Setelah beberapa adegan diambil. Gianna duduk di kursi yang sudah disediakan. Asisten make up nya memberikan kopi hangat pada gadis itu. Gianna menerimanya lantas menyeruput kopi itu. Dia memberikan kembali kopinya pada sang asisten.
Merasa sedikit bosan, Gianna meronggoh ponsel di saku. Kemudian dia mendapati sebuah panggilan tak terjawab dari Ayunna.
"Yunna? Kenapa dia menelponku?" gumam gadis itu.
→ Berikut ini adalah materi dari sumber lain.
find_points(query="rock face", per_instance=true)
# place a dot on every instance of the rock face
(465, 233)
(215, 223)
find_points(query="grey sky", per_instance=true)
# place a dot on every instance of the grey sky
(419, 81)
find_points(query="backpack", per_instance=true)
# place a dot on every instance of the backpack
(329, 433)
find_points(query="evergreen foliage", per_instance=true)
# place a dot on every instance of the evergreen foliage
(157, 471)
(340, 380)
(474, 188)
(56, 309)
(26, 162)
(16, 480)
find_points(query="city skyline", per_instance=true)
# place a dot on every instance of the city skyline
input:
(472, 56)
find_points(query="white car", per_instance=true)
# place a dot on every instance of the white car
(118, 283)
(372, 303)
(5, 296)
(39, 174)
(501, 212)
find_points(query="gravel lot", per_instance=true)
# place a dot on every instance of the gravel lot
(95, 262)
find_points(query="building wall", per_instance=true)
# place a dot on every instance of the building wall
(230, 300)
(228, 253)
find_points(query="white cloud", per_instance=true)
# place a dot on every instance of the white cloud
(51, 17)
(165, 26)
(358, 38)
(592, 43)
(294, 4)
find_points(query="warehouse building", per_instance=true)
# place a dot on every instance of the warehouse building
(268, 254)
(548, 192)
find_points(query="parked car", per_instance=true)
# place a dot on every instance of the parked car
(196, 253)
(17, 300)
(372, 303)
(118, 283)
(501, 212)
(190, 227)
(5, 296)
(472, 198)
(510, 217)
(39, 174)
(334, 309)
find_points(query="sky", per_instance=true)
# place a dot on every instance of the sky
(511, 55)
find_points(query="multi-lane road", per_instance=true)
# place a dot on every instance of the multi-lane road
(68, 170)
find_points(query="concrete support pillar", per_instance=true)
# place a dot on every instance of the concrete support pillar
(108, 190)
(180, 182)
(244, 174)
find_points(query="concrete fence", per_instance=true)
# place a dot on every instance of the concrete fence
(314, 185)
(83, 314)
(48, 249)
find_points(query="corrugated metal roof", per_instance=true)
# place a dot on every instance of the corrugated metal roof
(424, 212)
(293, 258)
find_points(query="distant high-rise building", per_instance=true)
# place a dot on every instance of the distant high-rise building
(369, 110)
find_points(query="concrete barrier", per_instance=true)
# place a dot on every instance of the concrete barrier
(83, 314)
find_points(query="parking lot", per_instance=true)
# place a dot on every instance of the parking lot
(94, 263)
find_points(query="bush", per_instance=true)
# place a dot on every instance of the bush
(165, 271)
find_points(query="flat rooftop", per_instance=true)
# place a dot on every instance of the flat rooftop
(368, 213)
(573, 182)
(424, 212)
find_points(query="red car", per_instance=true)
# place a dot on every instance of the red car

Namun Gianna tidak sempat untuk menelpon balik sebab dia membuka kembali papan chat si Dosen Killer. Seketika bola matanya membesar, mendapati bahwa dia telah mengirimkan pesan "P" pada pria itu.
"Mati aku!"
Pesan itu sudah dibaca oleh penerimanya, tetapi tidak dibalas. Namun tetap saja Gianna panik dibuatnya.
***
"Benar-benar gadis yang tidak sopan," ucap Azzima ketika membaca pesan itu dari mahasiswanya.
Dia tahu bahwa Gianna yang mengirim pesan itu meski dia tak menyimpan nomor teleponnya. Azzima bisa tahu hanya dengan melihat foto profilnya. Dia tidak membalas pesan tidak sopan mahasiswanya itu dan melanjutkan permainan video gamenya.
***
Aku telah melakukan revisi dalam bab ini :) Selamat membaca dan menikmati ulang alurnya.